This Weekend’s New York Times Magazine brings an interesting story about the seemingly bulletproof business model behind American matzo manufacturing. The problem is that it omits a key ingredient in the global matzo marketplace: Israel.
Every year for one week, about 2% of the U.S. population is forced to buy matzo, says writer Adam Davidson. Because kosher food production is costly and complex and requires knowledge of Jewish law, it’s almost impossible for big U.S. companies, such as Kraft and Sara Lee, to compete.
“As long as they don’t change Passover, we have built-in sales,” Aron Yagoda, co-vice president of the Lower East Side matzo manufacturer Streit’s, tells the Times.
But as the Forward reported on April 6 Streit’s built-in sales are crumbling.

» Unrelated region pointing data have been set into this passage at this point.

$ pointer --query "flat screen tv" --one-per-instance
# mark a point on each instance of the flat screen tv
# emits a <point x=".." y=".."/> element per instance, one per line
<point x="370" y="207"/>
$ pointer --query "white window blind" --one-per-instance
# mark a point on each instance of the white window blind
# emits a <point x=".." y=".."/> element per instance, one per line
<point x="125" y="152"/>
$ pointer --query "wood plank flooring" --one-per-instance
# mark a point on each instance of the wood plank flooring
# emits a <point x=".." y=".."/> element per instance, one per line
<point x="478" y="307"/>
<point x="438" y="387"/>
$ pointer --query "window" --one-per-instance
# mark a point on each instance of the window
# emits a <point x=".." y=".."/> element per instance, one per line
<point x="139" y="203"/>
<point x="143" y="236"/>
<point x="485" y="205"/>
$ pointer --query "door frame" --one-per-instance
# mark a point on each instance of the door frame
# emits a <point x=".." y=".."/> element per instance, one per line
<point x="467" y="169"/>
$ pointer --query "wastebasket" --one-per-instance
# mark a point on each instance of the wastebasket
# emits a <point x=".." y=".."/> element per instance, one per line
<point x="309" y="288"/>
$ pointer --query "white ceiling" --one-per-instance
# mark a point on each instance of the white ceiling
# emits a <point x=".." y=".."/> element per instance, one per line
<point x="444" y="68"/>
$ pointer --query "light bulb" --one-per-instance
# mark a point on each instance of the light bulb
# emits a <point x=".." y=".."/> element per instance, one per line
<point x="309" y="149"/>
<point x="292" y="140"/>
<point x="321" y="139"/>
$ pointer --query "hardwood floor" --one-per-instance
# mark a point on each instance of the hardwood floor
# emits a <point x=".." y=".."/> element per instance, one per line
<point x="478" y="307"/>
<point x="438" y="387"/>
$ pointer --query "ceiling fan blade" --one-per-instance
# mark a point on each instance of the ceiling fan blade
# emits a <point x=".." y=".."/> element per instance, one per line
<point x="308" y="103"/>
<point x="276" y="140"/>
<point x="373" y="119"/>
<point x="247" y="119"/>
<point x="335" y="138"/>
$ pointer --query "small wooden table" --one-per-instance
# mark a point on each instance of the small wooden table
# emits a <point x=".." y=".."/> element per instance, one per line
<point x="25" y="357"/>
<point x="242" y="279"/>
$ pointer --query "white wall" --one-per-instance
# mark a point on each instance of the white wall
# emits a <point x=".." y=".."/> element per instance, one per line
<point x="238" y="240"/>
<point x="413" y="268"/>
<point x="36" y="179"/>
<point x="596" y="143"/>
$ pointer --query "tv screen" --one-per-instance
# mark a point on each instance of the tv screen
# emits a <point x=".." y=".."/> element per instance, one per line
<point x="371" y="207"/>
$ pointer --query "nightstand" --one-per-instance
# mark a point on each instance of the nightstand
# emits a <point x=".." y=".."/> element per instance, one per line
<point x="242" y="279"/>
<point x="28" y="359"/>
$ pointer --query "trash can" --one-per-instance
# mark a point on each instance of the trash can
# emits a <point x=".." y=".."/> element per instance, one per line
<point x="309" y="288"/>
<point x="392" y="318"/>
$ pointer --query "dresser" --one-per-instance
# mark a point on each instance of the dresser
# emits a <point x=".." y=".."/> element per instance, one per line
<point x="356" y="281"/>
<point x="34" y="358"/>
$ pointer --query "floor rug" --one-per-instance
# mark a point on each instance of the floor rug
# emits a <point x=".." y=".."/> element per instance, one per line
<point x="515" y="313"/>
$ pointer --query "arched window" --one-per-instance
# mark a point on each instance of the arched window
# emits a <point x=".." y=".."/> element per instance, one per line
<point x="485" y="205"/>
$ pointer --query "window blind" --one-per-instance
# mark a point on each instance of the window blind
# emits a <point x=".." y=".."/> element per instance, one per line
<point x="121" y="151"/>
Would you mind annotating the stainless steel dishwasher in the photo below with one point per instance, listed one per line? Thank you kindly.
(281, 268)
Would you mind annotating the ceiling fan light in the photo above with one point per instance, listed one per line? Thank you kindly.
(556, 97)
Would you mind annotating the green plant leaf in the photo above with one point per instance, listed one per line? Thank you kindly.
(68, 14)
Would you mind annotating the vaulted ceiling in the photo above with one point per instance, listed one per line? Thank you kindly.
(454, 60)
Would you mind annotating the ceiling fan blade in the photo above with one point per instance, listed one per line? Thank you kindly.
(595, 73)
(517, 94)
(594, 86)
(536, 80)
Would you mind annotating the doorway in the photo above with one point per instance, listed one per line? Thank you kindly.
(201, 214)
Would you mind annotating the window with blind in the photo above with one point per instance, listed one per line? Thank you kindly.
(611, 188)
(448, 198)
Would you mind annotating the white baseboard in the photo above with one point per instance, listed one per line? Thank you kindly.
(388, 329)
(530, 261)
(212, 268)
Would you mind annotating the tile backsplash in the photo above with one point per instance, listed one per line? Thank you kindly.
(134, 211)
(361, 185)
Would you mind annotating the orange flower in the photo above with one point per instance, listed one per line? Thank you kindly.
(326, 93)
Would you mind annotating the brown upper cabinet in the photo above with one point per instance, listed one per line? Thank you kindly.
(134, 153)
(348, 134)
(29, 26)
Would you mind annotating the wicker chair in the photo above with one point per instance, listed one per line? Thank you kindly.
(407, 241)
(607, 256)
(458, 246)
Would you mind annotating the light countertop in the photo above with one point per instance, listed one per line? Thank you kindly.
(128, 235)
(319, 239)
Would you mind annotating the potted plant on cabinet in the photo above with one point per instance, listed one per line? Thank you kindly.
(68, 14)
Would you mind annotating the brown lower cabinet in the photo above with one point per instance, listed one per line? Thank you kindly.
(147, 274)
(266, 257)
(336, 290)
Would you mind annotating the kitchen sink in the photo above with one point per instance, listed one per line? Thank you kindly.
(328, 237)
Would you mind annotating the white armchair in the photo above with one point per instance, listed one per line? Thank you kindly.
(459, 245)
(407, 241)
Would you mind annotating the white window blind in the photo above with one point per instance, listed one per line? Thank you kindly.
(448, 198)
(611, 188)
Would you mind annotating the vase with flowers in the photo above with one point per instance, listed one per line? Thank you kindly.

Yagoda’s cousin, Aaron Gross, who also runs the family firm, told the Forward that one of the company’s biggest customers, The Great Atlantic & Pacific Tea Company, ordered one-fifth the amount of matzo this year compared with last year.
The reason is that big supermarkets, in their cutthroat competition for the kosher consumer, routinely discount or give away matzo. And in order to be able to afford to do so they are turning increasingly to cheap Israeli imports.
This year, a five-pound bundle of Israeli matzo cost about $6 wholesale compared to about $10 for the same bundle of American matzo, kosher food consultant Menachem Lubinsky told the Forward.
Lubinsky said Israeli brands captured 40% of domestic matzo sales last year compared to 28% of sales in 2009.
“If your business is easy to replicate, then someone, somewhere (probably China) is going to undercut you,” Davidson correctly asserts in the Times.
It’s just not China that U.S. matzo manufacturers need to fear, but somewhere closer to American-Jewish hearts — and stomachs.